Not an emergency department population 

While the prior points suggest this application of D-dimer may be irrelevant to current ED practice, the potential exists if researched in a well-defined, representative population. All the studies referred to in this systematic review were completed in cardiology clinics with long-standing atrial fibrillation. This presumably would lead to a higher rate of LA thrombi in the study population compared to the typical emergency department given the selection bias; cardiology patients are filtered by referring providers and have more risk factors, while ED patients present earlier and are more often self-referred.
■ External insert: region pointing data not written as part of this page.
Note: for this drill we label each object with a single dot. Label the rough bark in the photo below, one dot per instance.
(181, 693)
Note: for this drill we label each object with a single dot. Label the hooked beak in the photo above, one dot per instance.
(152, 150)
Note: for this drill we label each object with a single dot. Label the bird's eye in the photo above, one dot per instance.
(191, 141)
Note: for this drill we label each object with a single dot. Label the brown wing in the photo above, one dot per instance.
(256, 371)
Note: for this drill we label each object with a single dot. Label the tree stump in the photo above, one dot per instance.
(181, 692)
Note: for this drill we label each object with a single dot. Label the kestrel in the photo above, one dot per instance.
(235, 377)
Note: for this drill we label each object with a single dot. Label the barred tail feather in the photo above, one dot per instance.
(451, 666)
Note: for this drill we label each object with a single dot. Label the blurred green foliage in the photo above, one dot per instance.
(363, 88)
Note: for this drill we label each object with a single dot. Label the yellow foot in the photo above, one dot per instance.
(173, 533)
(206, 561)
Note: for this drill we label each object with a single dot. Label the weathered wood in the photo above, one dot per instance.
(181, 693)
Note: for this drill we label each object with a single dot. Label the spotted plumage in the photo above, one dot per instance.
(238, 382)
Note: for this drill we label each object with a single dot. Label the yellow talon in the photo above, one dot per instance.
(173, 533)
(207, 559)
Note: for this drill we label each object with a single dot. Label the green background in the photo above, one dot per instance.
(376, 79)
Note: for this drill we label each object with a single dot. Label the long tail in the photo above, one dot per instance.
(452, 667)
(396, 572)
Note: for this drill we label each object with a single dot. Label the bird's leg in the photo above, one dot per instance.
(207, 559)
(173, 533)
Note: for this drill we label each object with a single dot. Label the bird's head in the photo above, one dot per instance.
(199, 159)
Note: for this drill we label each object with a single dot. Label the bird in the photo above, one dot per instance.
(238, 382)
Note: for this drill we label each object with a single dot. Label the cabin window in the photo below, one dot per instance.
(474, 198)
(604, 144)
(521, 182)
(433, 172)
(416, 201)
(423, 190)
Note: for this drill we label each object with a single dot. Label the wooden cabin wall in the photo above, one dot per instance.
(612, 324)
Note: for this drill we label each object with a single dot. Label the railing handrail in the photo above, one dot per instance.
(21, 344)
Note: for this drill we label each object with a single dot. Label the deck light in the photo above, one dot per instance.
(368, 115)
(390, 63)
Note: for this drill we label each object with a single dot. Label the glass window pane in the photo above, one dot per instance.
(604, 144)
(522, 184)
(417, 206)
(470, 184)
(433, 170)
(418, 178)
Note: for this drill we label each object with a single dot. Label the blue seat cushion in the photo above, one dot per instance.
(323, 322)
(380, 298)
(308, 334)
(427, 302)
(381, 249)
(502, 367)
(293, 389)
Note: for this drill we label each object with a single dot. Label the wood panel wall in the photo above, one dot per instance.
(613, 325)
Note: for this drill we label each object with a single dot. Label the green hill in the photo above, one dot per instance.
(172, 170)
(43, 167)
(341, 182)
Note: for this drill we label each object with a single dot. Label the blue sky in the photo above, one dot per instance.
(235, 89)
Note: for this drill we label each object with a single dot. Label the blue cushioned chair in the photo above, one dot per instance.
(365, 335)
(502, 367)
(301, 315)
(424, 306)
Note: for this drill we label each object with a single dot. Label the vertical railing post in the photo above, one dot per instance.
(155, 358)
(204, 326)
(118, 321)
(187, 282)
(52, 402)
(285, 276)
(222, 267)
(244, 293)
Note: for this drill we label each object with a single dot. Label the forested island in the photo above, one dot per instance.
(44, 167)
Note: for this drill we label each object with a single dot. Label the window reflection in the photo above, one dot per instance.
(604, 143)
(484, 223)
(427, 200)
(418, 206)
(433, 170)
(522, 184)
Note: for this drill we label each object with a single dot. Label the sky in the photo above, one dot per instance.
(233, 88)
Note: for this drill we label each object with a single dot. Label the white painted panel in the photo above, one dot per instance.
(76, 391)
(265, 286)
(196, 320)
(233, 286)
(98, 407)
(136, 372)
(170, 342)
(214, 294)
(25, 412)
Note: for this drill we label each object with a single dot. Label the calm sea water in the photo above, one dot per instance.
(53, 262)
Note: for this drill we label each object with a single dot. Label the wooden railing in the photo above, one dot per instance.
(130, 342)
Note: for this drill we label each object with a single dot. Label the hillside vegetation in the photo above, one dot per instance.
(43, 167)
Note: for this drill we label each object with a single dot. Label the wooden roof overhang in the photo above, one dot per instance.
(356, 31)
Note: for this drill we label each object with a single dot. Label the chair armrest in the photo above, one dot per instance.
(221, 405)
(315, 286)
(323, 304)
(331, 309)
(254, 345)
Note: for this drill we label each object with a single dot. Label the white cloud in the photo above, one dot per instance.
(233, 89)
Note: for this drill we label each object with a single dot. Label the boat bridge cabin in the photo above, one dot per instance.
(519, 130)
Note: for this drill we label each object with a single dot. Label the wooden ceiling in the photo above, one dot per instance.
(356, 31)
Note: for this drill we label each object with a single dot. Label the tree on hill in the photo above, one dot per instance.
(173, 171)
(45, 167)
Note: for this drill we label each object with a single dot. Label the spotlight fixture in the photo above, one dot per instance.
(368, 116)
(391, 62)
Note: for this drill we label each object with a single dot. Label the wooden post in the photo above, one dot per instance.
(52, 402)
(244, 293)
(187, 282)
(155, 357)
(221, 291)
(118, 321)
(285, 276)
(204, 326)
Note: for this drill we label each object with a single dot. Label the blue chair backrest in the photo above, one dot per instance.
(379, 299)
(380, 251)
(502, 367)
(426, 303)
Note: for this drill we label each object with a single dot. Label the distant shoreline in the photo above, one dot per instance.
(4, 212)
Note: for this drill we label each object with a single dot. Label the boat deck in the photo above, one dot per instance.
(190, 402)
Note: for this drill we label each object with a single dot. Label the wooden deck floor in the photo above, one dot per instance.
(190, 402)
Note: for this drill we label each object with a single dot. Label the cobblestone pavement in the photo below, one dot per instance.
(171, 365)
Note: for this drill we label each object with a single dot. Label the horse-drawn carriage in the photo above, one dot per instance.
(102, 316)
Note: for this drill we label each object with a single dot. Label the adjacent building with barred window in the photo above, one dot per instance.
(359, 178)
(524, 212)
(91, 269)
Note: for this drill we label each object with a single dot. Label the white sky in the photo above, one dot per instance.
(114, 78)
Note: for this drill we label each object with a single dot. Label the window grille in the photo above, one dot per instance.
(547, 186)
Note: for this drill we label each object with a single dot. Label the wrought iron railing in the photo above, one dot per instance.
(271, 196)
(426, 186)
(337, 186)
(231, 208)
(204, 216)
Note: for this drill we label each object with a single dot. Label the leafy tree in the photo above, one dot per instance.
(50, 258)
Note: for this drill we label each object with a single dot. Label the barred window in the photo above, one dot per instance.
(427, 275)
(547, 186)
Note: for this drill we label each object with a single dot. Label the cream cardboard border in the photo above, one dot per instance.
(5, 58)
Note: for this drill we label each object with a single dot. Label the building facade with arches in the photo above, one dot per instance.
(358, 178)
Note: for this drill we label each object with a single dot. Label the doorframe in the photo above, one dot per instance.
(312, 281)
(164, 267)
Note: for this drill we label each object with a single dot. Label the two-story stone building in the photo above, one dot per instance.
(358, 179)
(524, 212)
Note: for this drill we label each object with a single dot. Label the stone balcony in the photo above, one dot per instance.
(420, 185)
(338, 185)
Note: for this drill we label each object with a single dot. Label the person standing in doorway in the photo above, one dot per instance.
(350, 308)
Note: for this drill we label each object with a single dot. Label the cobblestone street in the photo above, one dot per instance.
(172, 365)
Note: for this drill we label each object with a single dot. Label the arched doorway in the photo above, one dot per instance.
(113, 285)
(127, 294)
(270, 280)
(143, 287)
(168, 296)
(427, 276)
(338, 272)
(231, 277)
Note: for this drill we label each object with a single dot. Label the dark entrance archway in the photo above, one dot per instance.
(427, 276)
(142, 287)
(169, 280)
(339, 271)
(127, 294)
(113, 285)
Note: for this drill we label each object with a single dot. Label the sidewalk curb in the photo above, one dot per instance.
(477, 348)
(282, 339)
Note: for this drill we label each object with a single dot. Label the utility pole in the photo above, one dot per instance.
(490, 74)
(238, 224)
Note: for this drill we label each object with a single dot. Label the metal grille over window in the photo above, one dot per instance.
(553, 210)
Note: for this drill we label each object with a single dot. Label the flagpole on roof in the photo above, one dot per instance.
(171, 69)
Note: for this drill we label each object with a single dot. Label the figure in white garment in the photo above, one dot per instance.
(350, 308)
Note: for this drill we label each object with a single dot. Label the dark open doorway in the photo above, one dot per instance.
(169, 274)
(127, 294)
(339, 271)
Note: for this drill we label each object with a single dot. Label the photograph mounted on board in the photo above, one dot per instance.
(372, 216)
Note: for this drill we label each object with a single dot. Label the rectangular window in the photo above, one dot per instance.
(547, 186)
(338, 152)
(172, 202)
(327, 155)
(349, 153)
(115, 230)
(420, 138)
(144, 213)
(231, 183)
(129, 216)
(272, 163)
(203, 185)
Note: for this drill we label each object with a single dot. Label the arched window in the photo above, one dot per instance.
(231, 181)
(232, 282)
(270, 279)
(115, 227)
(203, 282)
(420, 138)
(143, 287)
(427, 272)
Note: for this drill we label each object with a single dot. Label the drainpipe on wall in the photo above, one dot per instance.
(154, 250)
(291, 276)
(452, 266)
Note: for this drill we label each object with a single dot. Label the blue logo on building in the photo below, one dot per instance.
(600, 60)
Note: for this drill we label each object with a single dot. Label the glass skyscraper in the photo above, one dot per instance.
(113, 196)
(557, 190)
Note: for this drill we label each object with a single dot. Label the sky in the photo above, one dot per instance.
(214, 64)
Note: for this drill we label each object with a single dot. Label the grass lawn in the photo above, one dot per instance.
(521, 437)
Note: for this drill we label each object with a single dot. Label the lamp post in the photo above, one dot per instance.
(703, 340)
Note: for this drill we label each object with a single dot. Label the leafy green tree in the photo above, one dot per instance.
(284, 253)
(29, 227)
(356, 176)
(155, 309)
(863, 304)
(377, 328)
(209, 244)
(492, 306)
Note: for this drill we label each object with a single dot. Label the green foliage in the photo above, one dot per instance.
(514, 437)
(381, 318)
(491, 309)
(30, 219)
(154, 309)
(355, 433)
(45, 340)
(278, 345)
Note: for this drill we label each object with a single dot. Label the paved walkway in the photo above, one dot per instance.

Hence, the missed LA thrombi rate of 4.6% may be high in this review but could be within an acceptable range in the ED setting. If future ED-focused research can demonstrate lower false negative (missed LA thrombi) and false positive rates, those findings would alleviate prior concerns and could be practice- and potentially guideline-changing (i.e. we could imagine possible utility in patients falling within the 12 to 48 hour window).

Bottom line

The evidence does not currently appear strong enough to support D-dimer’s use in risk stratification of atrial fibrillation patients in the emergency department, but it proposes an interesting approach that warrants further research in a well-defined ED population (such as in patients with 12 to 48 hours of symptoms).